2:08 AM

Inspired

It's been a long time since I've felt like this. I mean really felt it deep in my stomach. The feeling was so intense I felt as if I could run a marathon (which I probably could provided I would actually carry my inhaler every now and then). This feeling gets my mind turning and feeling as if there ins't a moment to be wasted. Inspiration. I haven't felt this inspired since freshman year three years ago. My classes this semester are just it (at least the ones I've been to so far). In my first class which is an honors forum on the body we will be reading the Bible, fanny, and watching 300 just to name a few. The professor is awesome and discussion is sure to be good in the class. However, it wasn't until my Narrative Techniques class that I got "that feeling". We have to do creative writing exercises using a book of creative writing prompts called 3am Ephiphany. It has over 200 writing prompts on a variety of topics. As my professor is casually discussing how as English majors we're trained to read as readers but now we will read as writers (brillant by the way), he referred to us as Artists.  The same girl who can only draw stick figures, has no musical gifts to speak of, or any other "artistic" abilities is now an artist? Then I thought about it. Writing is a craft. Yes, one can learn anything off of youtube these days, but either you have it or you don't. I remember in the 5th grade my teachers were trying to get my short story, "The Day it Rained Chocolate Raindrops" published. They acted like I was a writing prodigy and ever since then I've always been writing. I've never thought of myself as a "writer" since I'm a mere amature, let alone an Artist! But the mere mention of the word and hearing him going on about what it means to be an artist and such really moved me. My final class of the day which happened to be Shakesphere left me no less inspired. The guy is one of the top Shakesphere scholars in the country and hearing him lecture once again brought on that feeling (inspiration for the freaks out there lol). How I have missed being intellectually challenged and longed for the moment when I would know exactly what it is I want to do with my life. I feel as if I sort-of experienced it today. I found what inspires me and thus I have found my inspiration.

3 comments:

L.L. said...

As much as I love to write, I've never been a good creative writer.
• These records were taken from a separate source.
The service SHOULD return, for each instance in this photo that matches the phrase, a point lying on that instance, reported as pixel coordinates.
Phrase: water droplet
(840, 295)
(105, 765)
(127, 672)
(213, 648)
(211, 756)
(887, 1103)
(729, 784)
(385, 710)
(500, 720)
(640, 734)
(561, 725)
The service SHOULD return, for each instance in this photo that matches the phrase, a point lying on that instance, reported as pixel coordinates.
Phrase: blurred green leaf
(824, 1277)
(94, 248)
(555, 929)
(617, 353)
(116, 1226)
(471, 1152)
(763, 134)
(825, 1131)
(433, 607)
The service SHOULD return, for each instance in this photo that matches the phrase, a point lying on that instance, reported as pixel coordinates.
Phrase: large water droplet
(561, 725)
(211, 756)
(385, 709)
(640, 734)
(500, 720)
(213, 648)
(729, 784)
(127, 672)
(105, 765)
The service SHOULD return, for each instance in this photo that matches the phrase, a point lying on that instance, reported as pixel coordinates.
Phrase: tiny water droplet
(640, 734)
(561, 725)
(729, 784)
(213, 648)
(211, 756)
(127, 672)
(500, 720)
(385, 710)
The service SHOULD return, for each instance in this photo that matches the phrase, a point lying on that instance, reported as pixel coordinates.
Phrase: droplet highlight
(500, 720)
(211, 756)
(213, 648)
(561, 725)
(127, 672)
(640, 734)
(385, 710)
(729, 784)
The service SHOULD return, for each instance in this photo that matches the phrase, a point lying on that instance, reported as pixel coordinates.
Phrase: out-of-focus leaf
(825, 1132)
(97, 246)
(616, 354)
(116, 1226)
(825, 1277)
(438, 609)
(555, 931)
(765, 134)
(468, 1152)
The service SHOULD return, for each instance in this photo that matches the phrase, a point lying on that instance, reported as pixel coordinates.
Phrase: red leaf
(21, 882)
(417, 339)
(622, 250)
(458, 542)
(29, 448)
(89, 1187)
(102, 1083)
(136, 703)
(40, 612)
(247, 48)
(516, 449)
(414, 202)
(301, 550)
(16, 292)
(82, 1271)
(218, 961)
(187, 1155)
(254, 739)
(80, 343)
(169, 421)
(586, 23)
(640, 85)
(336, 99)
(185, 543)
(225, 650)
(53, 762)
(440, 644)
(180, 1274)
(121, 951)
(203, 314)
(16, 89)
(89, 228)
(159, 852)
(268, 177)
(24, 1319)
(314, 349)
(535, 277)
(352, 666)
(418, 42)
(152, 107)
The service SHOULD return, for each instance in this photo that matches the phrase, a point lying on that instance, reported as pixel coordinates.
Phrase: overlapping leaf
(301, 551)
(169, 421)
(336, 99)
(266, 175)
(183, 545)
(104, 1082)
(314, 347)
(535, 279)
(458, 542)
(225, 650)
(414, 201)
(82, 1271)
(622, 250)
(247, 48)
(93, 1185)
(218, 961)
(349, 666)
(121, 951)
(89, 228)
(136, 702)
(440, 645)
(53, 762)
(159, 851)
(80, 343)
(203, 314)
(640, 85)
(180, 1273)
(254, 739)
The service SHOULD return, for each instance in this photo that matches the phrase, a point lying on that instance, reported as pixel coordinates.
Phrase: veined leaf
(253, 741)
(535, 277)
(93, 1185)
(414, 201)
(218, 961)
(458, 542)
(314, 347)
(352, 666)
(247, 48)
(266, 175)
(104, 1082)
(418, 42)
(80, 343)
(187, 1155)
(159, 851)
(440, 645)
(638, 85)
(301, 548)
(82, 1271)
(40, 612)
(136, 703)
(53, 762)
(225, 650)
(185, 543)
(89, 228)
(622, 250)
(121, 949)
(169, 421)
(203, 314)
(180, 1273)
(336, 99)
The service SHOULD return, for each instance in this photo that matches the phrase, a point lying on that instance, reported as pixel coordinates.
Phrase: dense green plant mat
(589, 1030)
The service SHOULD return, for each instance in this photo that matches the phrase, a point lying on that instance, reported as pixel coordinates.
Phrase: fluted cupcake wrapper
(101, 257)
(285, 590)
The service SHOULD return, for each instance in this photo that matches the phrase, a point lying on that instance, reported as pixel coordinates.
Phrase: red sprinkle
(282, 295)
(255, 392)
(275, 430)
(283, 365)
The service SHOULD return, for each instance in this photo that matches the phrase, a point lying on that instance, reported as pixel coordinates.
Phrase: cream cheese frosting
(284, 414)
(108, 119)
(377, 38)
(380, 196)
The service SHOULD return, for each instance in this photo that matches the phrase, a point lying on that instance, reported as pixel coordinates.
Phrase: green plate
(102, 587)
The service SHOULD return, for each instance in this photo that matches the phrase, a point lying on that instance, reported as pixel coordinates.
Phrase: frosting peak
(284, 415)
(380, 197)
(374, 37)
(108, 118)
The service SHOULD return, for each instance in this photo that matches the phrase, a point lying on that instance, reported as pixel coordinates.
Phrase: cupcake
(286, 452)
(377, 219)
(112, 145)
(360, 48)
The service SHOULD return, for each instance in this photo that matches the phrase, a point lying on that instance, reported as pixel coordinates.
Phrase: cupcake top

I think I can put words in all the right places, but I can't make up stories and characters and plots. I find the whole thing tiring, I'm glad you have more luck at it than me!

Luna said...

You go girl. Do your thing. And thanks for the kind words.

Gemini said...

I TOTALLY agree with this. I can sing a note, but can't draw to save my life, but I never thought that made me an artist. Until I started writing... and then writing lyrics. It is a gift, and you are write, you either got it, or you don't!